Water flows inward underneath a cottonwood tree

In the video clip embedded above the environmental philosopher David Abram talks about the way landscape no longer speaks directly to us.  In his book The Spell of the Sensuous, he writes that in oral cultures, ‘human eyes and ears have not yet shifted their synaesthetic participation from the animate surroundings to the written word.  Particular mountains, canyons, streams, boulder-strewn fields, or groves of trees have not yet lost the expressive potency and dynamism with which they spontaneously present themselves to the sense.  A particular place in the land is never, for an oral culture, just a passive or inert setting for the human events that occur there.  It is an active participant in those occurrences.’  These conclusions come after a description of the importance of location for Western Apache storytelling.  An ‘agodzaahi narrative always begins and ends with a statement explaining where it happened, using one of the language’s evocative place names (which read like compressed poems).  Abram cites the work of linguistic anthropologist Keith Basso, who found that these place names occur with remarkable frequency in Apache discourse.  I was intrigued by this, so I looked up the original Basso article (in Cultural Anthropology, May 1988), where photographs of specific locations are reproduced to demonstrate how well their Apache place names fit: “Water flows inward underneath a cottonwood tree”; “White rocks lie above in a compact cluster”; “Water flows down on top of a regular succession of flat rocks.”

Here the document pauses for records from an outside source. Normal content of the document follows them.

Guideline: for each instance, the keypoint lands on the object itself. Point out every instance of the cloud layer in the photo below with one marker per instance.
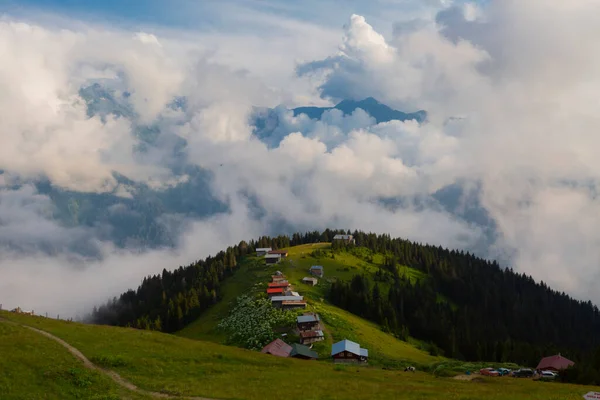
(510, 93)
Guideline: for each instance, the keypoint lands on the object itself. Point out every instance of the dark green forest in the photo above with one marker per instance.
(466, 308)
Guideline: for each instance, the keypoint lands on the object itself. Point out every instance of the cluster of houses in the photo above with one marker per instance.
(282, 294)
(271, 256)
(308, 325)
(348, 239)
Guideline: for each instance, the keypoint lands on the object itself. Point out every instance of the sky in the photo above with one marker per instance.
(509, 86)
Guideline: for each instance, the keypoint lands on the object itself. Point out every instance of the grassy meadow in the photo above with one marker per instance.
(179, 366)
(35, 367)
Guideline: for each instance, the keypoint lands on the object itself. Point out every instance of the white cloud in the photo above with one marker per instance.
(523, 77)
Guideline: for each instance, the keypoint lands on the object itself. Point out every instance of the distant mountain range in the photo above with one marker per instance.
(155, 218)
(375, 109)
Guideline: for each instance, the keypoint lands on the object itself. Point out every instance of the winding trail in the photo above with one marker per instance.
(118, 379)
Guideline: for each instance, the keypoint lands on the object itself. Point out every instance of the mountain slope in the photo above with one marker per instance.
(34, 367)
(252, 276)
(168, 364)
(466, 306)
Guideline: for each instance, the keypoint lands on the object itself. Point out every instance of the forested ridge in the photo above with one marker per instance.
(467, 307)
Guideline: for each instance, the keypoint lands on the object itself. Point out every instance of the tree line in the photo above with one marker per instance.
(169, 301)
(467, 306)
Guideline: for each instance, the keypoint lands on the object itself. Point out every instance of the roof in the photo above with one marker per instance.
(282, 298)
(345, 237)
(292, 302)
(281, 284)
(307, 318)
(557, 362)
(271, 255)
(278, 252)
(299, 349)
(311, 334)
(278, 348)
(345, 345)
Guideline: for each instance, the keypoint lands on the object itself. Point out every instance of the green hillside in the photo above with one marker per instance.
(35, 367)
(253, 275)
(173, 365)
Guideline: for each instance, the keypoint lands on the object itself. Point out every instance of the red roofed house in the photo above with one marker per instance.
(274, 292)
(282, 253)
(554, 363)
(277, 348)
(282, 284)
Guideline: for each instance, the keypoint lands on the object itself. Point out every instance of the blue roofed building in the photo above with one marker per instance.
(348, 351)
(317, 270)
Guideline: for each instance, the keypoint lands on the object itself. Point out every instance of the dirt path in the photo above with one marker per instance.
(111, 374)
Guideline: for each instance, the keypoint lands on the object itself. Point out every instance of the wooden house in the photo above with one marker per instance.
(308, 322)
(262, 251)
(554, 363)
(344, 238)
(348, 351)
(317, 270)
(309, 280)
(274, 292)
(277, 301)
(282, 253)
(271, 259)
(277, 348)
(303, 352)
(309, 337)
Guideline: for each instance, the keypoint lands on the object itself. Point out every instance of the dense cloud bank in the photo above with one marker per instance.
(124, 153)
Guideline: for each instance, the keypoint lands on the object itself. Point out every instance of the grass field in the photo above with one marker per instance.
(35, 367)
(171, 364)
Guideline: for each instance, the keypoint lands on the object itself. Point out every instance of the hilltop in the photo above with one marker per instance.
(252, 276)
(454, 303)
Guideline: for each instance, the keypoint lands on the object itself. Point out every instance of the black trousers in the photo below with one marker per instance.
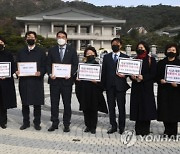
(3, 111)
(142, 127)
(66, 93)
(114, 96)
(170, 128)
(90, 118)
(26, 112)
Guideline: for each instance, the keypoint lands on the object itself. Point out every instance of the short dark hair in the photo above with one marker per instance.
(90, 48)
(145, 44)
(31, 32)
(172, 45)
(2, 39)
(117, 40)
(63, 32)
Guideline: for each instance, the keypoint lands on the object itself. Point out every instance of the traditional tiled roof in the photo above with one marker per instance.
(70, 14)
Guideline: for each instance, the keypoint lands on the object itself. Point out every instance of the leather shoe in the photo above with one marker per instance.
(52, 128)
(121, 131)
(112, 130)
(87, 130)
(66, 129)
(37, 127)
(93, 131)
(3, 126)
(24, 127)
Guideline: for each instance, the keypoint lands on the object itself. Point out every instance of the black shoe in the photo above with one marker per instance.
(112, 130)
(87, 130)
(121, 131)
(3, 126)
(66, 129)
(52, 128)
(37, 127)
(93, 131)
(24, 127)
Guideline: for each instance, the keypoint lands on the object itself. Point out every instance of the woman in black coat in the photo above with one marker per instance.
(31, 88)
(142, 103)
(168, 93)
(7, 88)
(90, 95)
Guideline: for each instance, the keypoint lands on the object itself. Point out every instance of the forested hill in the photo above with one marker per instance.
(152, 18)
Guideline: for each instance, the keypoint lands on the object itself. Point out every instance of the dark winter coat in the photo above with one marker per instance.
(32, 88)
(168, 98)
(90, 96)
(109, 76)
(70, 57)
(7, 85)
(142, 101)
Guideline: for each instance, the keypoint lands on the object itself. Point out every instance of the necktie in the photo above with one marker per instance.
(115, 58)
(61, 53)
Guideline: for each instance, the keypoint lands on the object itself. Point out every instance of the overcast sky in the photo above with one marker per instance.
(128, 3)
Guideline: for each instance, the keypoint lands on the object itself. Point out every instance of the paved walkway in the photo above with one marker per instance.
(30, 141)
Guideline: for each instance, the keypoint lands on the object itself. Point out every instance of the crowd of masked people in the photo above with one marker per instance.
(143, 107)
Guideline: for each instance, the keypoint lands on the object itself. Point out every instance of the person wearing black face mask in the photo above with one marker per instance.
(1, 47)
(30, 42)
(90, 97)
(31, 88)
(115, 85)
(168, 93)
(142, 102)
(7, 88)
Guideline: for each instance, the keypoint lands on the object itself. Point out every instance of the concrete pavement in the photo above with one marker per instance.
(31, 141)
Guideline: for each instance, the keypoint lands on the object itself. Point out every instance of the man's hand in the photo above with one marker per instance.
(120, 75)
(163, 81)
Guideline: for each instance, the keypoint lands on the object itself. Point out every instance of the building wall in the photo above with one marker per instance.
(108, 31)
(33, 27)
(97, 30)
(44, 30)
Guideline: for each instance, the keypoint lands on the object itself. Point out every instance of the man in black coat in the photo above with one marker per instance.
(31, 88)
(7, 88)
(61, 54)
(115, 86)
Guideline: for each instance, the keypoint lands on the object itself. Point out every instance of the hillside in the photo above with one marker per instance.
(152, 18)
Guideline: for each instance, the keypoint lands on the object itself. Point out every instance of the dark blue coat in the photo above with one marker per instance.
(32, 88)
(109, 77)
(8, 92)
(168, 96)
(142, 101)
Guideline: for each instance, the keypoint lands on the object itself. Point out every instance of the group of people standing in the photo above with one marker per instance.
(143, 107)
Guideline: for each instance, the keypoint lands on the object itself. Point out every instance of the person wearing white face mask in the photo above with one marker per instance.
(7, 87)
(62, 53)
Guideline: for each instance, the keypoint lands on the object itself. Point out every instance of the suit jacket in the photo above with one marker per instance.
(109, 77)
(70, 57)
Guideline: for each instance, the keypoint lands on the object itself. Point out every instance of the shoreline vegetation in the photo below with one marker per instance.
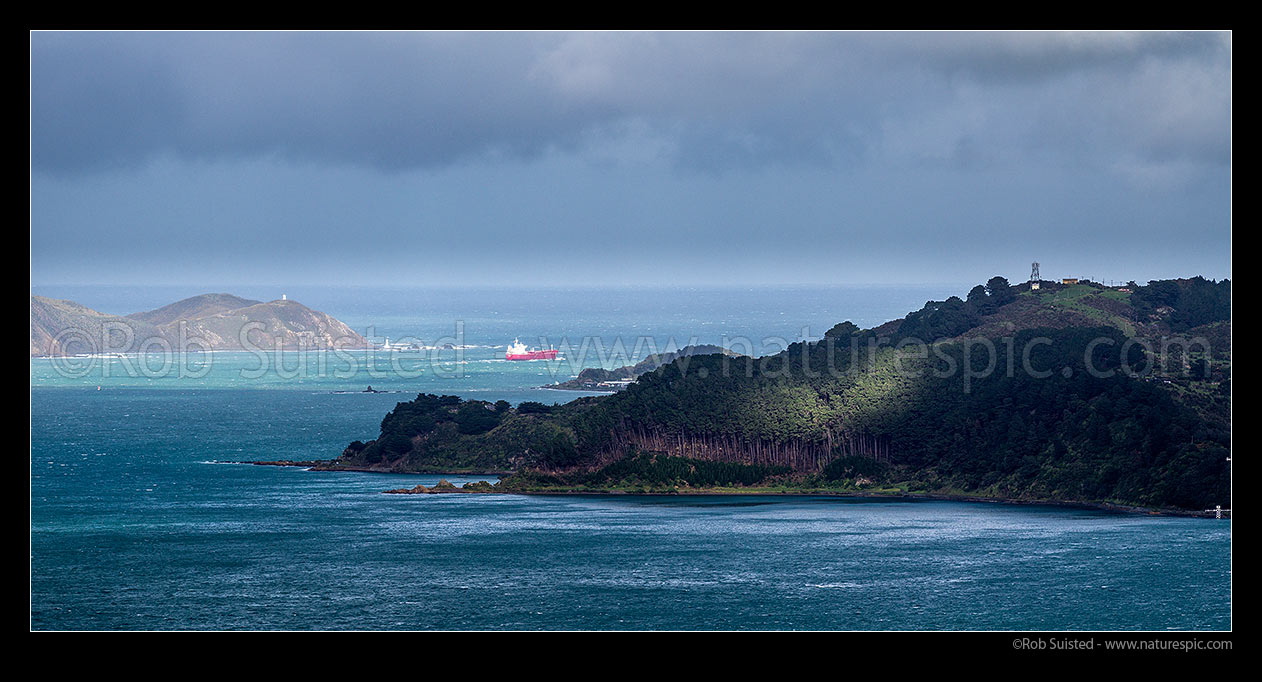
(897, 491)
(1098, 411)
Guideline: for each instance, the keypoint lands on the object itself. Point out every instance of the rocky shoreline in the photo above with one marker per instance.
(487, 488)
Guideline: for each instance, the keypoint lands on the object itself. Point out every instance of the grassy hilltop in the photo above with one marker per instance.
(1113, 395)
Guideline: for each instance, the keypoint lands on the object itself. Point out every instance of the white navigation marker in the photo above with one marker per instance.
(1218, 510)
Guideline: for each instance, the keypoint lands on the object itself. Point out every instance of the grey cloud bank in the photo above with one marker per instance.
(703, 155)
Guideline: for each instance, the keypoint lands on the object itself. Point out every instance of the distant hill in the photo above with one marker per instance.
(193, 308)
(924, 404)
(287, 323)
(66, 327)
(210, 321)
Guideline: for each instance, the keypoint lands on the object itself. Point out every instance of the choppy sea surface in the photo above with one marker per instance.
(139, 519)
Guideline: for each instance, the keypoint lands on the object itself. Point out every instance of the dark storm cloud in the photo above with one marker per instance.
(711, 100)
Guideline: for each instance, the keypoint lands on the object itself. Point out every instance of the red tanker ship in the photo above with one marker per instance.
(519, 351)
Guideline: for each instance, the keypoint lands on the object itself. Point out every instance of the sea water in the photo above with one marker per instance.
(141, 519)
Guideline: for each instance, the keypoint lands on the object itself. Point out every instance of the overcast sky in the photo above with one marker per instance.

According to Basso, ‘the great majority of Western Apache place names currently in use are believed to have been created long ago by the “ancestors” (nohwizá) of the Apache people.  The ancestors, who had to travel constantly in search of food, covered vast amounts of territory and needed to be able to remember and discuss many different locations.  This was facilitated by the invention of hundreds of descriptive place names that were intended to depict their referents in close and exact detail.’  What's particularly interesting about these names (for readers of this blog) is that they assume a specific point of view, like a landscape:  'Western Apache place names provide more than precise depictions of the sites to which the names may be used to refer.  In addition, place names implicitly identify positions for viewing these locations: optimal vantage points, so to speak, from which the sites can be observed, clearly and unmistakably, just as their names depict them.  To picture a site from its name, then, requires that one imagine it as if standing or sitting at a particular spot, and it is to these privileged positions, Apaches say, that the images evoked by place names cause them to travel in their minds.’ This travel is both “forward” (bidááh) into space, and, following the memory of their ancestors' wanderings, “backward” (t’ aazhi) into time.